In the meantime, heat 2 tablespoons of the olive oil in a large (12-inch) skillet over medium heat until shimmering.
Add the bread and fry until golden on both sides, about 4 minutes total.
Remove, allow to cool, and cut into 1/4-inch cubes.
Add another tablespoon of olive oil to the skillet and heat until shimmering.
Add the almonds and sauté briefly until toasted, then add garlic and tomatoes. Cook until the juices have evaporated, 2-3 minutes.
In a large bowl, combine the contents of the skillet, along with the roasted peppers, bread, parsley, vinegar, lemon juice, and remaining olive oil.
Mix well and season to taste with salt and pepper.
Season the salmon fillets on both sides with salt and pepper and lay them skin side down on in a roasting pan. Spoon the romesco stuffing around the fillets and roast until the salmon is almost cooked through,10-15 minutes depending on thickness. Broiler for the final few minutes of cooking to caramelize the ingredients.
Serve with romesco spooned around the salmon.
Recommended wine: Chardonnay, Pinot Noir, Sauvignon Blanc
Chardonnay, Pinot Noir, and Sauvignon Blanc are my top picks for Salmon. To decide on white or red, you should consider your seasoning and sauces. Chardonnay is a great friend to buttery, creamy dishes, while sauvignon blanc can complement herb or citrus-centric dishes. A light-bodied, low-tannin red such as the pinot noir goes great with broiled or grilled salmon. One wine you could try is Antica Chardonnay (Mountain Select).

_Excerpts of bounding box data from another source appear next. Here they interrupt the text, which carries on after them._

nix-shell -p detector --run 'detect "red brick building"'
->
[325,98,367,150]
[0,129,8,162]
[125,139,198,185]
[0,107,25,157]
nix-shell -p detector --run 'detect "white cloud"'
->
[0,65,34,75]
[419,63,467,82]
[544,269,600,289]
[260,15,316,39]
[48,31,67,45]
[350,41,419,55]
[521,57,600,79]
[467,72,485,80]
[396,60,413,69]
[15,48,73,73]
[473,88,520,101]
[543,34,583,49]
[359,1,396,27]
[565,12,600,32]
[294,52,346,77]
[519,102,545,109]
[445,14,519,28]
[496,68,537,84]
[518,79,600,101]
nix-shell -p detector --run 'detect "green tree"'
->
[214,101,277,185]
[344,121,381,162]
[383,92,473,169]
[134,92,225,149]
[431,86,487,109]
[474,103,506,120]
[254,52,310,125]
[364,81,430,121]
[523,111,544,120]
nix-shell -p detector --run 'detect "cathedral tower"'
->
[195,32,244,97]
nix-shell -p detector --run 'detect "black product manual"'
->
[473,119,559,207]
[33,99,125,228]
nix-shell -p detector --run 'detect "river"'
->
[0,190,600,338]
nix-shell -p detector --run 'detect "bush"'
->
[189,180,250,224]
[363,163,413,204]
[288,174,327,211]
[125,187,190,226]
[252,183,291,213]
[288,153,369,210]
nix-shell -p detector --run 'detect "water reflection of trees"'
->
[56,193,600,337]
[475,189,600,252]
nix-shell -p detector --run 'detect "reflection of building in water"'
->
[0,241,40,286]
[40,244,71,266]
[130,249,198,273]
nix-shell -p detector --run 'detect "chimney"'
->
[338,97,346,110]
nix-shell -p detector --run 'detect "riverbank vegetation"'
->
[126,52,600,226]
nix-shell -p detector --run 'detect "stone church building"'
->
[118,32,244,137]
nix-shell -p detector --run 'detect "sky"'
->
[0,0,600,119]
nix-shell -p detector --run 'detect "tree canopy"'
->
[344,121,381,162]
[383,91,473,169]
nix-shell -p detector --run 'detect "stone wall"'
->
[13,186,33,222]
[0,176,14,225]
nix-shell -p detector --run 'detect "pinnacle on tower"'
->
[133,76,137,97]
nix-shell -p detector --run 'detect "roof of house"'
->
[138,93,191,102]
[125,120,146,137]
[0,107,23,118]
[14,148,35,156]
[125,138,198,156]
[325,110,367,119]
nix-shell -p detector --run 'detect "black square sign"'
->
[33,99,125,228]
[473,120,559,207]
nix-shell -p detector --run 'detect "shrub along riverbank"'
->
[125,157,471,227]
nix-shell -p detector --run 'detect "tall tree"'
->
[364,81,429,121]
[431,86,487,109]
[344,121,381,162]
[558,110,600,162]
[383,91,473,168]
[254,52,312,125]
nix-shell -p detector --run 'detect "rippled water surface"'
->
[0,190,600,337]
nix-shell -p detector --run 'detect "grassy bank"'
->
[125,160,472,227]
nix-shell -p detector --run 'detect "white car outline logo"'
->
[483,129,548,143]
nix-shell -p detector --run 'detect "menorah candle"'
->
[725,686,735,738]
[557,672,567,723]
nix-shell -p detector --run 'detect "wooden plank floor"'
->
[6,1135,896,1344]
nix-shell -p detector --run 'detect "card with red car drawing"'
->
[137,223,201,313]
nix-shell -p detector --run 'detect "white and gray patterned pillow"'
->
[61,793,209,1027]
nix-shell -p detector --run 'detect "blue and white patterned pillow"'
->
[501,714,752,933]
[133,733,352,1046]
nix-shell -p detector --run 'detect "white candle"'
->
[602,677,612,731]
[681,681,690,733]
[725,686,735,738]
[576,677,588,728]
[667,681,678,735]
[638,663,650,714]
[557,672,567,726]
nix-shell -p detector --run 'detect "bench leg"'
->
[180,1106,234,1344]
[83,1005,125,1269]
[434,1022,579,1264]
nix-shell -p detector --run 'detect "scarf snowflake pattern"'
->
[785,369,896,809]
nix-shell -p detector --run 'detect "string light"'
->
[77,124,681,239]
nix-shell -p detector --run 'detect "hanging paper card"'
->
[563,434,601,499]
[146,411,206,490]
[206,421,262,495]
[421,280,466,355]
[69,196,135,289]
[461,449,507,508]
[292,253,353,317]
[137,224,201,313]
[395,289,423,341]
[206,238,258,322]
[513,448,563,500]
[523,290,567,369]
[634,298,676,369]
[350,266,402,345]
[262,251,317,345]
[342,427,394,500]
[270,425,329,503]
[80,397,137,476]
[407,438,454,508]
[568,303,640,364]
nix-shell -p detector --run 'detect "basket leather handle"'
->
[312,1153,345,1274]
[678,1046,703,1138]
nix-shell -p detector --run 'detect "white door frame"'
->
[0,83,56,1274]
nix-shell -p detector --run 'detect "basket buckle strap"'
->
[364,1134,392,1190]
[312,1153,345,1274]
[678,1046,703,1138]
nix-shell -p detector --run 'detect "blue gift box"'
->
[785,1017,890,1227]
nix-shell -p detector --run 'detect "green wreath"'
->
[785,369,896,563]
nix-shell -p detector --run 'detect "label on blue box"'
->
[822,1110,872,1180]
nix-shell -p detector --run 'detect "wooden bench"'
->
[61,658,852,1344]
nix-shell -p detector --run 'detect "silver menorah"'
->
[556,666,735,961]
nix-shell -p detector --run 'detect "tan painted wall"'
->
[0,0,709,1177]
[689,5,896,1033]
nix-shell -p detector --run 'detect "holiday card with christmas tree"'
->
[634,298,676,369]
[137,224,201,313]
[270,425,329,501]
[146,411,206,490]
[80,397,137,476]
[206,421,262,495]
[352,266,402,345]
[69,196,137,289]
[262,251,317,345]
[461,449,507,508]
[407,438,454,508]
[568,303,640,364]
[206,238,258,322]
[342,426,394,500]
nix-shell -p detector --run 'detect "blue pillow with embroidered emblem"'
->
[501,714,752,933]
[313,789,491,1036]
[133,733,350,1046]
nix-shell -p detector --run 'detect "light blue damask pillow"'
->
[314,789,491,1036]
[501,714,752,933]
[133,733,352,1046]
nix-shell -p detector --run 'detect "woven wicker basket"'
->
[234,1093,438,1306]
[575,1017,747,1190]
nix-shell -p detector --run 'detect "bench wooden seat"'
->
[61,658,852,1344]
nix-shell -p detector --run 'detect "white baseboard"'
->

It has 4.5 out of 5 stars and a bottle costs about 29 dollars.
Antica Chardonnay (Mountain Select)
The 2017 Chardonnay is vibrant and rich with enticing aromas that lead to a firm core of pear, apple and apricot flavors shaded by lightly-spiced oak. On the palate, the wine offers layer upon layer of lingering flavors. The wine highlights varietal purity with elegance and freshness on the palate.The Chardonnay was picked from 4 to 31-year-old vinesfrom select portions of nine vineyard blocks, which areplanted at an elevation of 1,413-1,494 feet. This year’s selection comprised of 10 Chardonnay clones—nine Burgundian and the acclaimed Heritage Weimer Selection—that together create the complexity in aromatics andflavors we seek for our Mountain Select Chardonnay.